By: James Hopkins Email
By: James Hopkins Email

GRAND JUNCTION, Colo. (KKCO) - The end of Spring saw the end of El Nino, but with the end of one weather anomaly comes the start of another.

Winters on the Western Slope are usually pretty mild, for Colorado. "Normally we stay above zero, that's a good thing," says Mike McLean. McLean is a third generation peach farmer in Palisade and last winter was a harsh one. "We lost some blocks of peaches from the cold, we got too cold," says McLean.

The US experienced a moderate El Nino winter, causing the snow for Colorado to shift to the south, leaving the north central mountains lacking in snowpack.

El Nino also caused our spring to be cooler than average, but with the end of spring came the end of El Nino and the start to a new shift. "This has been a strong monsoon season, one of the strongest I've seen in years," says Dr. Mike Meyers of the National Weather Service.

During the month of July, La Nina conditions developed as sea surface temperatures across the eastern equatorial Pacific cooled. One of the effects of La Nina is on the Atlantic hurricane season. The Climate Prediction Center estimates a 90 percent probability of an above average hurricane season, which can add fuel to our late monsoon season. "Sometimes we do get those that move through and we can pull that moisture up," says Meyers.

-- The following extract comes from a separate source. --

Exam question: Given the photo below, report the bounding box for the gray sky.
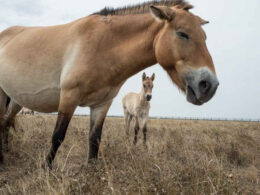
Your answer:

So far, Grand Junction is the only place that's having a dry monsoon season, with rainfall a half inch behind. But a dying hurricane that gets sucked up into the monsoon flow can change that quickly. "That would be a big rain producer in September and October if that does happen," says Meyers.

La Nina is forecasted to strengthen as we continue into winter, causing a different shift in the track of the winter snow storms. "When we have a strong La Niña we have more precip across the north and less across the south," says Meyers.

This shift will favor the north central mountains, the exact opposite as last winter, allowing the snowpack to once again build up keeping the Western Slope supplied with plenty of drinking water.

It also allows more warm air to track north causing an above average winter for most of the west in terms of temperatures. News that will help Mike McLean sleep better this winter. "If it snows a lot in the mountains and keeps us fairly warm down here that would be a good season," says McLean.